Groß ist die Diskrepanz unter den Geschlechtern: 62 Prozent der Promovierenden in der Fächergruppe Humanmedizin und Gesundheitswissenschaft seien Frauen, bei den Männern seien es lediglich 38 Prozent. Bei den erfolgreich Promovierten liegt das Geschlechterverhältnis noch umgekehrt: Der Anteil der Männer unter den Medizinern mit Doktortitel beträgt laut Bericht 57 Prozent, bei Frauen folglich 43 Prozent.
Habilitation in der Medizin besonders wichtig
In puncto Habilitationen sind Mediziner ebenfalls Spitzenreiter, von allen im Jahr 2018 erfolgreich abgeschlossenen Habilitationen stammten mehr als die Hälfte aus dem humanmedizinischen Bereich. Dies hänge mit dem besonderen Stellenwert der Habilitation in der Medizin zusammen, heißt es im Bericht.
Sie gelte als ein wichtiger Baustein für eine Karriere an Kliniken. Zum Vergleich: Bei den Mathematikern erreichten nur 14 Prozent einen Professorentitel. Auffällig dagegen ist der mit fünf Prozent geringe Anteil an Juniorprofessuren in der Humanmedizin.
Beim Übergang zur nächsten Karrierestufe gibt es bei Frauen über alle Wissenschaftsbereiche hinweg noch Luft nach oben: Der Anteil der Frauen an den 2018 Habilitierten lag gerade einmal bei 32 Prozent, unter den neuberufenen Junior-, W2- und W3- Professoren zwischen 27 und 43 Prozent. Daher liege der Fokus derzeit auf dem Bereich „Personalentwicklung und -gewinnung auf dem Weg zur Professur“ und damit auf der Förderung von Nachwuchswissenschaftlerinnen, heißt es.
Mit 30 Jahren sind Mediziner und Naturwissenschaftler bei ihrer Promotion am jüngsten, Kunst- und Geisteswissenschaftler kommen zumeist auf ein Alter von 33 bis 36 Jahren. Geisteswissenschaftler benötigen durchschnittlich 5,7 Jahre für ihre Promotion, bei Medizinern geht es mit durchschnittlich 3,5 Jahren schneller.
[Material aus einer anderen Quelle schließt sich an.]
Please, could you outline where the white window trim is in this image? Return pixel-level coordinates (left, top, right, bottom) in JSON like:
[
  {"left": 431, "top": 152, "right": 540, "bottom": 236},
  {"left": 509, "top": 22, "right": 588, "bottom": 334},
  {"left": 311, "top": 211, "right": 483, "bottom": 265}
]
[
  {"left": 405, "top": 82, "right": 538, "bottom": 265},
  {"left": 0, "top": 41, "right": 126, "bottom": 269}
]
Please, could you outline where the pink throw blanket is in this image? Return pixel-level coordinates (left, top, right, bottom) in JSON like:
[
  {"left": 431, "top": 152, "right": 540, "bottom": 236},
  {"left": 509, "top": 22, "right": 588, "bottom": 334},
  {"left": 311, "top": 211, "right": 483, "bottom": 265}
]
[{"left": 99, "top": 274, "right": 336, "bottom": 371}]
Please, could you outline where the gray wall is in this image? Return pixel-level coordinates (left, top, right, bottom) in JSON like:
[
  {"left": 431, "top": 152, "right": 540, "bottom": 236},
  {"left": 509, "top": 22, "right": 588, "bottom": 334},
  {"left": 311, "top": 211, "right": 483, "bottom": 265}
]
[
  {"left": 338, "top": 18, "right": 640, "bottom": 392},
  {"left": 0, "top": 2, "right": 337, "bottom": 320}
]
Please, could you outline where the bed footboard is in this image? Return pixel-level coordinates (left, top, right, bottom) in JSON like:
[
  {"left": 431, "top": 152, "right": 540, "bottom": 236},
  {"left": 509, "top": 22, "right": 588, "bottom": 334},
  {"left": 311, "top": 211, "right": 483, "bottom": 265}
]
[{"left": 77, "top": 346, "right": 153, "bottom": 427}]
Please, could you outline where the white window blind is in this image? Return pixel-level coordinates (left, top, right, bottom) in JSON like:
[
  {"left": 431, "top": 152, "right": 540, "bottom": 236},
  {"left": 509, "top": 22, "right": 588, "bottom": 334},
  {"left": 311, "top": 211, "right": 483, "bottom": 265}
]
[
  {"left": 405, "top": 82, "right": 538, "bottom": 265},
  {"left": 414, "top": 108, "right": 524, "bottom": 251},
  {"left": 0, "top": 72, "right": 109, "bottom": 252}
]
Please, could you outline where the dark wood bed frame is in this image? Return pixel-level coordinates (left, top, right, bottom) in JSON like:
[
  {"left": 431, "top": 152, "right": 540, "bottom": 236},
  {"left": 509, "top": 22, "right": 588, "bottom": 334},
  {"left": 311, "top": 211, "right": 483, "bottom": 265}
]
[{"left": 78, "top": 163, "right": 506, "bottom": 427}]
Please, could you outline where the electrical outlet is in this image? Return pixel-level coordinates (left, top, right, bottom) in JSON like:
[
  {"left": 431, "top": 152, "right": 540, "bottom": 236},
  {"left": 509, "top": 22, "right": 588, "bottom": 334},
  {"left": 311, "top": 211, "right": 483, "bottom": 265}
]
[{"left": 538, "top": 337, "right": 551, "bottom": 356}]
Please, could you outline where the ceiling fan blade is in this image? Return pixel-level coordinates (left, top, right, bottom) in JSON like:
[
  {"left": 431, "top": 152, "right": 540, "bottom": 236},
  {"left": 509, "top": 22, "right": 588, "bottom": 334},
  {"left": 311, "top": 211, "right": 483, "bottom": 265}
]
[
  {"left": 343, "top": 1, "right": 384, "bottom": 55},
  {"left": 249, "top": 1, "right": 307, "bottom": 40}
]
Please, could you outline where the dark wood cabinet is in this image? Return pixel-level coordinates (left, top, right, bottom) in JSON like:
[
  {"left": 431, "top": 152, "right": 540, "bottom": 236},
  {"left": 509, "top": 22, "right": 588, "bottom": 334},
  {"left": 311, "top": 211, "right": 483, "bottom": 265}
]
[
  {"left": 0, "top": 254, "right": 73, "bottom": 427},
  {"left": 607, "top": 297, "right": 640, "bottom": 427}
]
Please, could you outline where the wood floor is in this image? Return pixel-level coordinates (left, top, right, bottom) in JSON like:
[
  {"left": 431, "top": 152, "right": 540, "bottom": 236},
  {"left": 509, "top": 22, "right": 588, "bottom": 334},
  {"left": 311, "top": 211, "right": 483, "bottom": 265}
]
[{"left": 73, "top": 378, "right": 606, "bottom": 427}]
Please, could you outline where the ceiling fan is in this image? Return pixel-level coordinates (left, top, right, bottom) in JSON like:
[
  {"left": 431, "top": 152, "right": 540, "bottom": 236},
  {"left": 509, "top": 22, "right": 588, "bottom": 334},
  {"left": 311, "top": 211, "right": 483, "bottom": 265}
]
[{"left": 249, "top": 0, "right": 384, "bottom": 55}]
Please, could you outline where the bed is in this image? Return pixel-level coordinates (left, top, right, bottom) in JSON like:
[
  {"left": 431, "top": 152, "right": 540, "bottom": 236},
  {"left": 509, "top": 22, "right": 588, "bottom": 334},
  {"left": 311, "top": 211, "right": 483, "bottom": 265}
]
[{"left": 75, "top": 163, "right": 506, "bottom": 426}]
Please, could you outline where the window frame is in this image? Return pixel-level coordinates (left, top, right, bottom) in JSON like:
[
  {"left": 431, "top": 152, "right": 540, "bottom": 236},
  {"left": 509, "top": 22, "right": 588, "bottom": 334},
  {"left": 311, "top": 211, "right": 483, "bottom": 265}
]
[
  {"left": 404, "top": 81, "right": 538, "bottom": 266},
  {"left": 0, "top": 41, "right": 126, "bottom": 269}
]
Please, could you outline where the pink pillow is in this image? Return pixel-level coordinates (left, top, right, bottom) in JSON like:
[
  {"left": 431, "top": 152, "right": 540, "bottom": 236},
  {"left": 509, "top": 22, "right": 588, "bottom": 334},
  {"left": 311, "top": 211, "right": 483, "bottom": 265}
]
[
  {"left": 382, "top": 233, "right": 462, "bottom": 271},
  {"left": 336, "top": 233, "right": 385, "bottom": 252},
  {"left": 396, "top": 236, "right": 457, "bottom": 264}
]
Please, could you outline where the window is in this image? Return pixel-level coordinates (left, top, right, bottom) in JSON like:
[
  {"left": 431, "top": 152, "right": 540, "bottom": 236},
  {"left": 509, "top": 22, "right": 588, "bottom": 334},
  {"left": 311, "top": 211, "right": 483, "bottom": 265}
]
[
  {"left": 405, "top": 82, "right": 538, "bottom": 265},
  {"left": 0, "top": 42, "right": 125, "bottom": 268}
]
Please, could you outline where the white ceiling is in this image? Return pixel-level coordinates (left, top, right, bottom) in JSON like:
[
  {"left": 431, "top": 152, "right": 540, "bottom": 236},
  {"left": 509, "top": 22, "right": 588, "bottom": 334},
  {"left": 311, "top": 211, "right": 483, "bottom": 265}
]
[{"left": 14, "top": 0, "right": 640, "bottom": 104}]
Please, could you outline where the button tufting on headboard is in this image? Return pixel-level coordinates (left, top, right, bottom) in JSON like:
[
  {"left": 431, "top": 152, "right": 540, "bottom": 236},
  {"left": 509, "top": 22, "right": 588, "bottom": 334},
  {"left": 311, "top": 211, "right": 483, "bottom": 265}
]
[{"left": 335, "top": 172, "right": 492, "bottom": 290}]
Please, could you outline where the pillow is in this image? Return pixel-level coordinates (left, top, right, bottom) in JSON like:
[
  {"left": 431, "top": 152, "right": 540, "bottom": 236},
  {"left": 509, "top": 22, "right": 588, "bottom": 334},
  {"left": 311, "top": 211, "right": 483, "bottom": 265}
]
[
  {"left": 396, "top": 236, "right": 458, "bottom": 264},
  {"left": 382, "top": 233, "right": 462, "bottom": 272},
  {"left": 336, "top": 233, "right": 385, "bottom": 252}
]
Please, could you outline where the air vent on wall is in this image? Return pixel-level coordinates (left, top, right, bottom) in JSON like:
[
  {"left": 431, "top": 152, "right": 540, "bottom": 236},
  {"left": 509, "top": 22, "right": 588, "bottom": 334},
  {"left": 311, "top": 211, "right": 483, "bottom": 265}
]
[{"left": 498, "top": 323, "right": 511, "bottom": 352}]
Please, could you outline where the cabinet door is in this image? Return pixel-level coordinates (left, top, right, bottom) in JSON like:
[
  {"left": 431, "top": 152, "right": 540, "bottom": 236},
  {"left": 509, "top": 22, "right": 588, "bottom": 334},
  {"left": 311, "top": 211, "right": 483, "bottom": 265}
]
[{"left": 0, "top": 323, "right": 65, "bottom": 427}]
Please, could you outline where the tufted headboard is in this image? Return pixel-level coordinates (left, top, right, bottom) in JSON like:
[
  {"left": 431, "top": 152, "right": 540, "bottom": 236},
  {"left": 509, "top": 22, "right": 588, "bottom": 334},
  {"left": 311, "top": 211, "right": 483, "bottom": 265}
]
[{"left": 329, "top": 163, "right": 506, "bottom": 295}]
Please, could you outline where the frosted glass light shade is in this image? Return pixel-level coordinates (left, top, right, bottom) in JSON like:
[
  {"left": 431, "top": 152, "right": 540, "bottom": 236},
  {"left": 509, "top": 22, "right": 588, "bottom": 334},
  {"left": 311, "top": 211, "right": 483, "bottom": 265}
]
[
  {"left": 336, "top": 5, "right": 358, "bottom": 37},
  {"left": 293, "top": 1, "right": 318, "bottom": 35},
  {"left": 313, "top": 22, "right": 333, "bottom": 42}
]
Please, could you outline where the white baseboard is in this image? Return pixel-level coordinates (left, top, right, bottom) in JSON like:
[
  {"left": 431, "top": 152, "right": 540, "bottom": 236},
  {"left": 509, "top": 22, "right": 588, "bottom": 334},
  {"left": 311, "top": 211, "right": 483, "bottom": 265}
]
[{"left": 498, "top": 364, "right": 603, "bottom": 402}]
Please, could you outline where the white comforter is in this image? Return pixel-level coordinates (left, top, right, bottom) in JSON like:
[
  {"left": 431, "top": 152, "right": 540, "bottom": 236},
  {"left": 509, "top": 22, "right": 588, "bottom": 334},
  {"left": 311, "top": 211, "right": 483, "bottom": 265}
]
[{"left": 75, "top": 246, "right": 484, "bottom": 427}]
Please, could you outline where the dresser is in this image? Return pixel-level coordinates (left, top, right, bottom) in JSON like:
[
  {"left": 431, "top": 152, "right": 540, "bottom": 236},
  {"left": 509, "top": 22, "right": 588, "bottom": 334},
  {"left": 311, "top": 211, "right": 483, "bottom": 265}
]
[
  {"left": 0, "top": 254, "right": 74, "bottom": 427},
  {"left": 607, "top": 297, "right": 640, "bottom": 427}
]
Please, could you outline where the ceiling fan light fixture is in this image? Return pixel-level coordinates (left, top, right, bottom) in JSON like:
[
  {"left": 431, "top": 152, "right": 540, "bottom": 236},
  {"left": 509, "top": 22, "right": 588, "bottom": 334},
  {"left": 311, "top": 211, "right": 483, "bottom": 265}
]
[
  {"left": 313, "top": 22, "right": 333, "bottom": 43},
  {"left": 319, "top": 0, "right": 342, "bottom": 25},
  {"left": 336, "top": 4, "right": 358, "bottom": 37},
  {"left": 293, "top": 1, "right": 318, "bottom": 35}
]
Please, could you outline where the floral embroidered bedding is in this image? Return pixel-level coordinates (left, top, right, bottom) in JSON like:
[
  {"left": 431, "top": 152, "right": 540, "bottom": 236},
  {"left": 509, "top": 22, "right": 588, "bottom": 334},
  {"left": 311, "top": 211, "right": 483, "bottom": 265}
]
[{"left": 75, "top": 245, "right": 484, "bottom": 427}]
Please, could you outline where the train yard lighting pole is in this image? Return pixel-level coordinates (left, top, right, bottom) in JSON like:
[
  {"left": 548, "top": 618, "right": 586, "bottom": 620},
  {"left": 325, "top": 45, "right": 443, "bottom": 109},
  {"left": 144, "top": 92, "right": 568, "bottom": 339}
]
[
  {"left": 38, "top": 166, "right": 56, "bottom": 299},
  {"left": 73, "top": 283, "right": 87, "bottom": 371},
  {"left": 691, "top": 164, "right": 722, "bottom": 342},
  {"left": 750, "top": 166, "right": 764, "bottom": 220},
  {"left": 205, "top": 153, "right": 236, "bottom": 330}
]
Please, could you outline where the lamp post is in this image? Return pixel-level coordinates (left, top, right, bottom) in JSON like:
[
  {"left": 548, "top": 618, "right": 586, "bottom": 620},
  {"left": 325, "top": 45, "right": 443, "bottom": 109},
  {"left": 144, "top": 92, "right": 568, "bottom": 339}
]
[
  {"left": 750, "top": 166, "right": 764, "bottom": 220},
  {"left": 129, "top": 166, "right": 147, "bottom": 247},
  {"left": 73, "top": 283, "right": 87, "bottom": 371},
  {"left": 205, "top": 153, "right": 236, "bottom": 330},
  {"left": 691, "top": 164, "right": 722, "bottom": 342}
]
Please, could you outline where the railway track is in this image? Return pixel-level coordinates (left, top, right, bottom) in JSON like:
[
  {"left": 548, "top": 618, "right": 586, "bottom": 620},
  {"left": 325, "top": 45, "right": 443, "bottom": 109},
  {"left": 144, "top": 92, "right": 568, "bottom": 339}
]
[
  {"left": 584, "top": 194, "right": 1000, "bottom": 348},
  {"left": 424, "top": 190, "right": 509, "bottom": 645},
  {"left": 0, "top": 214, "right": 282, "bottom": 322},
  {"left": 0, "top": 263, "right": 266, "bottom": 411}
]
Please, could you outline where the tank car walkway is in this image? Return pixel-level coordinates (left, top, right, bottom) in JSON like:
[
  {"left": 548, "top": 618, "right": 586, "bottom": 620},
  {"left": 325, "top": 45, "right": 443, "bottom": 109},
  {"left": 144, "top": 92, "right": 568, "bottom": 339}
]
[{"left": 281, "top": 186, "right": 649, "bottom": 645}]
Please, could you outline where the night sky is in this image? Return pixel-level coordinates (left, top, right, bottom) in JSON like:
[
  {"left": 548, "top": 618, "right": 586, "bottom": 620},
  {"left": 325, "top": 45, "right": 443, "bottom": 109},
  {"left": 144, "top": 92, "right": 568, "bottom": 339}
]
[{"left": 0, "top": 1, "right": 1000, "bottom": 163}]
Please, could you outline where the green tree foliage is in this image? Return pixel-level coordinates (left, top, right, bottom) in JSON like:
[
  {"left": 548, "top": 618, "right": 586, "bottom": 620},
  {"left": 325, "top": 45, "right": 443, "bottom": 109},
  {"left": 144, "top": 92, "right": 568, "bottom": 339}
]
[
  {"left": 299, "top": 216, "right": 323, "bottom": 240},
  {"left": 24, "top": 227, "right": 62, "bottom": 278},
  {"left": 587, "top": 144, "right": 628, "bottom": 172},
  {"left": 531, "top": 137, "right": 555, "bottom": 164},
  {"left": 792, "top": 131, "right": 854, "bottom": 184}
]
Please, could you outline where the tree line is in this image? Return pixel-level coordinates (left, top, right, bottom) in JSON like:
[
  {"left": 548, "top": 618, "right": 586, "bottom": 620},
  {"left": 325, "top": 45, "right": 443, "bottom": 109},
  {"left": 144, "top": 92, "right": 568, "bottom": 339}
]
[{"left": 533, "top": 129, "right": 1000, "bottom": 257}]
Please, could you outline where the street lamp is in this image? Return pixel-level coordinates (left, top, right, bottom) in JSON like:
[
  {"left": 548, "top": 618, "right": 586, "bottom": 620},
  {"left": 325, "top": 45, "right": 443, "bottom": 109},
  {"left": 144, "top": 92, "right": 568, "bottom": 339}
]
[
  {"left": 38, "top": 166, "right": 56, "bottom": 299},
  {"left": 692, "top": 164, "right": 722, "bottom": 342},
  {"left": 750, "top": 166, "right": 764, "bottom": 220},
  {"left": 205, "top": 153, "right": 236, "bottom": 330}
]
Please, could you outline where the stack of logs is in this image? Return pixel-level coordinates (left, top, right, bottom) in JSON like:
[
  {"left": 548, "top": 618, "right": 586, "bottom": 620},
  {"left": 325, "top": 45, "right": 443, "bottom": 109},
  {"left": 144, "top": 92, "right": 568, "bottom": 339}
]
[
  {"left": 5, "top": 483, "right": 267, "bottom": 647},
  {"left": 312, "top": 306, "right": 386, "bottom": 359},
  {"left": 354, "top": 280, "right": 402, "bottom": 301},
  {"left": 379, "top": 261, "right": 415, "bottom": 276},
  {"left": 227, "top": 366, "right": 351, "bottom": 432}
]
Befristungsquoten noch zu hoch
Die Investition in eine Promotion lohne sich auch aus gesamtgesellschaftlicher und volkswirtschaftlicher Perspektive, heißt es: Zehn Jahre nach der Promotion arbeiteten laut Bericht etwa 80 Prozent der Promovierten außerhalb der Wissenschaft. Häufiger als nicht-promovierte Akademiker erzielten Promovierte Einkommen über der Beitragsbemessungsgrenze und hätten Führungspositionen.
Zu hoch seien allerdings noch die Befristungsquoten. Daher setze sich der Bund für attraktive Beschäftigungsverhältnisse und Karriereperspektiven in der Wissenschaft ein, so die Ministerin. Dazu beitragen soll das „Bund-Länder-Programm zur Förderung des wissenschaftlichen Nachwuchses“ (Tenure-Track-Programm).